Pour chaque nouveau signe de richesse du quartier, un autre confirme la présence de populations dans le besoin. Comme les queues devant les églises qui servent des soupes populaires.

Autre preuve de ces courants contraires: les anecdotes pullulent sur de nouveaux arrivants aisés énervés par des voisins, plus pauvres, qui s'installent aux beaux jours sur le trottoir, avec musique et barbecue, pour échapper à des appartements étroits.

'Personne ne vous a invités !'

"Tout ce que je dis, c'est +Personne ne vous a invités+", lance Michael Henry Adams, résident de Harlem depuis 1985, qui milite pour la préservation du quartier. "Vous croyez que ces gens ne faisaient pas ça avant que vous arriviez ? Si ça ne vous plaît pas, partez, on ne vous a pas forcés à venir. Vous iriez à Paris dire aux Parisiens que vous n'aimez pas les croissants ?"

Car si des prix immobiliers en hausse peuvent profiter aux propriétaires comme Samuel Hargress et doter le quartier de services de qualité, les résidents les plus pauvres, essentiellement des Noirs et des Hispaniques, sont eux poussés dehors par leurs logeurs, en quête de locataires plus aisés.

A Harlem, quelque 30% des habitants vivent sous le seuil fédéral de pauvreté et le revenu annuel moyen y est inférieur à 40.000 $ (33.900 €).

Or le loyer pour un deux-pièces atteint désormais une moyenne de 2.265 $ par mois (1.920 €), selon Riccardo Ravasini, propriétaire de l'agence immobilière Rava Realty. Et les propriétaires new-yorkais exigent souvent des revenus annuels équivalents à 40 fois le loyer mensuel.

Conséquence: beaucoup d'habitants quittent Harlem.

'Trump Town'

Même la partie Est du quartier, plus hispanique et longtemps restée à l'écart de cet embourgeoisement, est désormais touchée.

Lorsque Julian Medina y a ouvert le mois dernier son petit restaurant de tacos "La Chula", il a été surpris de voir que ses nouveaux clients étaient surtout de jeunes Blancs. "C'est dingue", estime ce chef de 42 ans. "Et ils me disent tous +Merci d'avoir ouvert, il n'y avait rien par ici!+"

Ouvrir un restaurant à Harlem n'est plus bon marché. Même pour lui qui gère déjà plusieurs restaurants au coeur de Manhattan. "Autrefois, je louais cet endroit pour le tiers du prix actuel", explique Julian Medina. "Le marché est devenu fou."

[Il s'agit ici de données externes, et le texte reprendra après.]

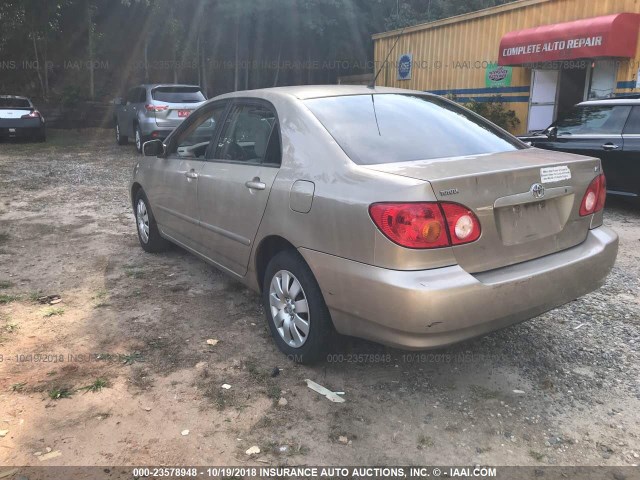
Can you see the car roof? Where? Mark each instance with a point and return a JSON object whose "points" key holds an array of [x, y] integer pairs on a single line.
{"points": [[156, 85], [15, 96], [611, 101], [306, 92]]}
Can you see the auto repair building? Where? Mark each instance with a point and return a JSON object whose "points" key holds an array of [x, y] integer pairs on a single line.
{"points": [[541, 56]]}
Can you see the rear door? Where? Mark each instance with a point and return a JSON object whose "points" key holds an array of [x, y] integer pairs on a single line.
{"points": [[126, 113], [627, 171], [175, 179], [235, 183], [595, 131]]}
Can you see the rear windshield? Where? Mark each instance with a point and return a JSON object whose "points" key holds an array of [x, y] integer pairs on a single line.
{"points": [[178, 94], [585, 120], [388, 128], [14, 103]]}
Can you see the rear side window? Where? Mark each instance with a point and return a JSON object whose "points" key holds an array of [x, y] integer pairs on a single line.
{"points": [[133, 95], [7, 103], [594, 120], [388, 128], [178, 94], [633, 124]]}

Face à ces mutations, la mairie de New York, emmenée par le très à gauche Bill de Blasio, "ne peut pas faire grand chose" pour limiter les dégâts pour les populations défavorisées, explique Rachel Meltzer, assistante en urbanisme à l'université The New School.

Le militant Michael Henry Adams se souvient avec horreur d'un promoteur qui, dans un souci marketing, a commencé à surnommer le quartier de South Harlem "SoHa" - en allusion au chic quartier de SoHo, l'un des plus chers de Manhattan.

"Au final", dit-il, "si moi et d'autres Noirs pas riches ne pouvons plus vivre ici, je me fiche de savoir comment ils l'appelleront... Mais ce ne sera plus Harlem, ce sera plutôt +Trump Town+".